8) You feel like you’ve never done enough
Getting away from promoting is very difficult. No one cares like you. Just when you say I’ve got to get away from this for a while, a glimmer of something good happens and you get pulled back in. The time thief lurks around every new idea.
9) Promotion is a bitch!
I don't use the b-word lightly. Outside of initial release, publishers do very little promotion. If you want to sell your book, you must spend a lot of time and money to get a return of $0.80 to $1.00 per book. For instance, I paid a lot of money for a publicist to get media coverage and it was successful from a visibility standpoint. But I would have had to sell 1800 to 2200 books based on that publicity to break even. I knew it wouldn’t happen, but I wanted my message out. As another example, I recently spent $100 to sponsor my blog on social media, which cross-promotes my book. My blog received much more attention, but not one book was sold by Amazon during that promotion. The bottom line is this, you have to decide between your ability to pay for promotion versus your desire to get your message out.

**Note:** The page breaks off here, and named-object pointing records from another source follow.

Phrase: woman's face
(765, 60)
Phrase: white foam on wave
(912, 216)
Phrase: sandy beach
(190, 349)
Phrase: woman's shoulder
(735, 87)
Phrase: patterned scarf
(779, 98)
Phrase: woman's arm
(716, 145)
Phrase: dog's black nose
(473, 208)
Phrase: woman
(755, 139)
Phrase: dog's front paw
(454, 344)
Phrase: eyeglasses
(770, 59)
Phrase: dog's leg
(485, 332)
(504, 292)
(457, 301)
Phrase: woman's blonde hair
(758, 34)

There is no economic sense for yourself to promote your published book through advertising. Publishers get 90% of each sale you promote and as a published author, you will likely never get back in sales what you spend on promotion. You need luck more than anything!
Summary
I knew I would not profit from publishing a book. Of course, I do get royalties, but they won’t catch up to my expenses. What I didn’t know is how much of my time my book would take after publication. When you put so much into a project, it is difficult to turn your back on it. Finding your target audience is crucial. And although I have donated over 200 books to various family and fatherhood organizations, they have yet to respond, except for a couple.
Despite all of this, I am very happy I wrote and published The Power of Dadhood! The topic was something very important to me and I saw it through to the end. If just one kid or father or family is helped by reading my book, then it was well worth it to me. So here is my advice to virgin authors.
If you can afford the expense; if you have a decent platform; if you can give it the time it needs; if you can handle the potential disappointment, and if you have something important to say, write the damn book and self-publish if you have to!